… oder: Wie es wirklich ist, stationär in der Psychiatrie zu sein

Kathi hat Panikattacken. Philipp hat chronische Schmerzen an Auge, Nase und Mund – ihm tut alles weh, beim Sehen, Riechen und Sprechen. Simon hat Depressionen und Existenzängste, seine Freundin hat ihn bereits elf Mal betrogen, mit seinem besten Freund, dem Nachbarn und seinem Cousin. Mit ihr hat er zwei Söhne, zwölf und eineinhalb Jahre alt. Er hat Angst sie zu verlieren, sie droht ihm an, dass er seine Kinder nie wiedersehen darf, wenn er die Miete nicht bezahlt. Milena hat Schizophrenie und eine sehr ausgeprägte Zwangsneurose. Sie ist fast schon katatonisch, Mimik und Gestik sind nicht mehr vorhanden. Wenn sie spricht, bewegen sich nur ihre Lippen, der Rest bleibt starr, manchmal sieht sie aus wie ein Geist. Sie kann aus Angst vor Bakterien kaum etwas anfassen, hat deshalb große Schwierigkeiten sich auf einen Stuhl zu setzen, sich die Zähne zu putzen oder zu duschen. Manchmal braucht sie eine Stunde, um solche leichten Dinge zu bewältigen. Lisa hat vieles. Sie isst kaum etwas, leidet unter einer posttraumatischen Belastungsstörung, selbstverletzendem Verhalten und Depressionen. Mittlerweile wurde sogar Borderline bei ihr diagnostiziert. Thomas hat soziale Phobie. In seiner ersten Morgenrunde gab es deswegen gleich Streit, weil er nichts sagen wollte, er verließ anschließend wütend und genervt den Raum. Marina hat Depressionen und ist Nymphomanin. Sie ist das Küken auf unserer Station. Und ich? Bei mir vermuten sie eine bipolare Störung. Vom extremen Hoch ins extreme Tief und umgekehrt.
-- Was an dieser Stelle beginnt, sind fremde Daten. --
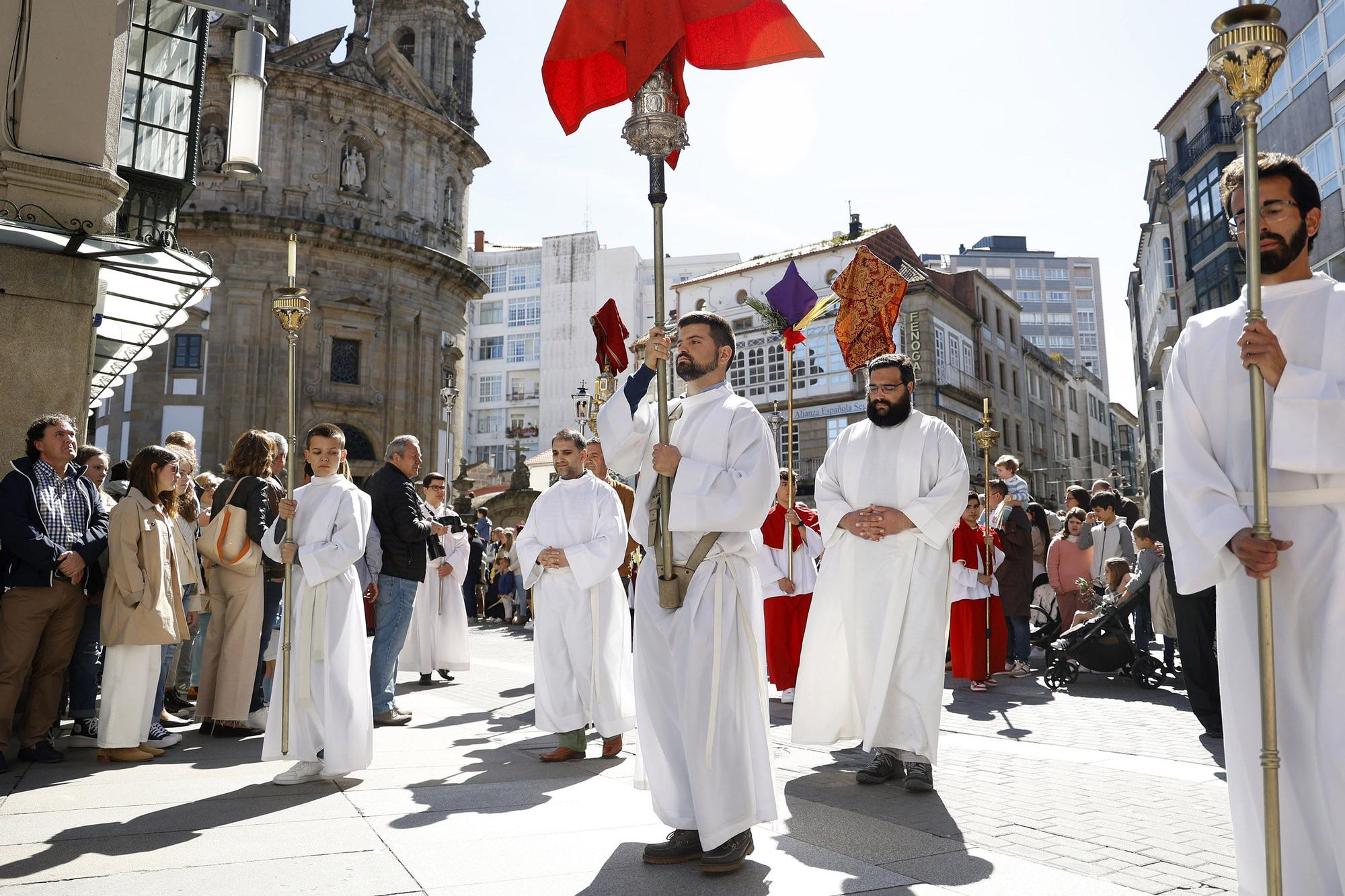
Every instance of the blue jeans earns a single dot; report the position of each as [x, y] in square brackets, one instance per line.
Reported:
[85, 666]
[198, 647]
[392, 620]
[272, 594]
[166, 655]
[1020, 638]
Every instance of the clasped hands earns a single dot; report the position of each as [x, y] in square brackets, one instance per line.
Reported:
[876, 522]
[553, 559]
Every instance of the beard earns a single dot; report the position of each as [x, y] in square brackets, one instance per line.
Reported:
[689, 370]
[1276, 260]
[884, 413]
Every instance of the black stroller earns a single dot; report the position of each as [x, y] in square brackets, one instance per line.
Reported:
[1105, 645]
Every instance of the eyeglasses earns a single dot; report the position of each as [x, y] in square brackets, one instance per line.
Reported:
[887, 389]
[1272, 212]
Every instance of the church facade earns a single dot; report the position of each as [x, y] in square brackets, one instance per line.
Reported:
[371, 162]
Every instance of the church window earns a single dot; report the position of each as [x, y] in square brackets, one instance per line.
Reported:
[345, 361]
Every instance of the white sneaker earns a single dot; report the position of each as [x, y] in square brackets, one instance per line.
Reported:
[301, 774]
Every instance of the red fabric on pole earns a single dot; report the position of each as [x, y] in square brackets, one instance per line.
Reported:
[786, 619]
[968, 638]
[605, 50]
[611, 334]
[773, 530]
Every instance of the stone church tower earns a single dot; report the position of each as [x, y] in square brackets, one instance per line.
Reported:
[371, 161]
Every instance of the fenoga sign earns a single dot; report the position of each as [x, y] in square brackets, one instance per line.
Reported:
[914, 343]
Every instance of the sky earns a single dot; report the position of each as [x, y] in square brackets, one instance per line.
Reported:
[952, 120]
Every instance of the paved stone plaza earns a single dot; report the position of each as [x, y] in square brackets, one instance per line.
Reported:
[1105, 790]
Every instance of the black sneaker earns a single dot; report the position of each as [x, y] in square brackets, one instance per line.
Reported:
[919, 776]
[883, 768]
[680, 846]
[730, 854]
[41, 752]
[84, 733]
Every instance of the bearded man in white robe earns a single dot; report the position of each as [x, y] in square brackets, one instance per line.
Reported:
[890, 493]
[438, 637]
[332, 731]
[700, 670]
[570, 552]
[1208, 459]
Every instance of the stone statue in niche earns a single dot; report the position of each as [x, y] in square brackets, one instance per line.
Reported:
[364, 13]
[353, 170]
[212, 150]
[450, 206]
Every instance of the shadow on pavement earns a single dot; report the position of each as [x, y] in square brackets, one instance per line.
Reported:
[165, 827]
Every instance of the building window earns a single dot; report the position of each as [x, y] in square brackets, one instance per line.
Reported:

Wir sind alle hier wegen einer Diagnose. Einem Wort, das unser Leben verändert hat. Wir sind hier, um es wieder in den Griff zu bekommen, um draußen in der großen weiten Welt wieder zu funktionieren, wieder ins System zu passen. Das verbindet uns. Es ist nicht mein erster Aufenthalt in einer Psychiatrie. Letzten Winter war ich bereits drei Monate in teilstationärer Behandlung wegen einer schweren Depression. Die Tagesstruktur in der Klinik (mit Ergotherapie, Holztherapie, Sport, Yoga, Einzelgesprächen, Gruppentherapie, Achtsamkeitsübungen) und dem Zusammenhalt zwischen den Patienten halfen mir, wieder auf die Beine zu kommen. Ich konnte Aufgaben übernehmen, konnte für die Station kochen und backen und hatte mich wieder im Griff. Meine Stimmung wurde besser und ich war so stabil, dass ich Mitte Februar entlassen werden konnte. Doch der Status Quo sollte nicht lange bleiben. Vielleicht war es das hochdosierte Antidepressivum, vielleicht war es ich, vielleicht waren es die Gene, doch Anfang April ging es mir wieder viel zu gut. Ich war aufgedreht, komplett verändert, hatte wieder 1000 Ideen, war sehr selbstbewusst und fühlte mich unglaublich stark. Ich hatte das Gefühl, alles schaffen zu können. Mir selbst war das gar nicht so bewusst, doch mein Umfeld, meine Familie, meine Freunde und mein damaliger Freund schlugen Alarm. Die Kritik habe ich nicht ernst genommen und nicht an mich rangelassen. Ich wollte nicht einsehen, dass etwas mit mir nicht stimmt, dass ich krank sein könnte, mir ging es ja gut. Meine Eltern bestanden darauf, dass ich mich wieder stationär in Behandlung begab, doch ich fühlte mich gesund und wollte nicht noch ein Semester wegwerfen und im Sommer endlich studieren. Mein Freund trennte sich von mir, weil ich so verändert war und er mein Verhalten nicht verstehen konnte. Nach der Trennung holte ich mir Tinder und stürzte mich in viele Dates und Bekanntschaften, aus Selbstschutz, um abgelenkt zu sein. Ich drehte durch auf Social Media und redete wie ein Wasserfall. Ich ging kaum zur Uni und schlief jeden Tag bis mittags. Der Kompromiss war dann, nach unzähligen Notfallgesprächen mit dem psychiatrischen Krisendienst und meiner Psychiaterin, dass ich mich in den Semesterferien einweisen ließ. Und hier bin ich nun. Um in dem Dschungel von Depression, Psychose, Schizophrenie und bipolarer Störung Klarheit zu finden und medikamentös richtig eingestellt zu werden.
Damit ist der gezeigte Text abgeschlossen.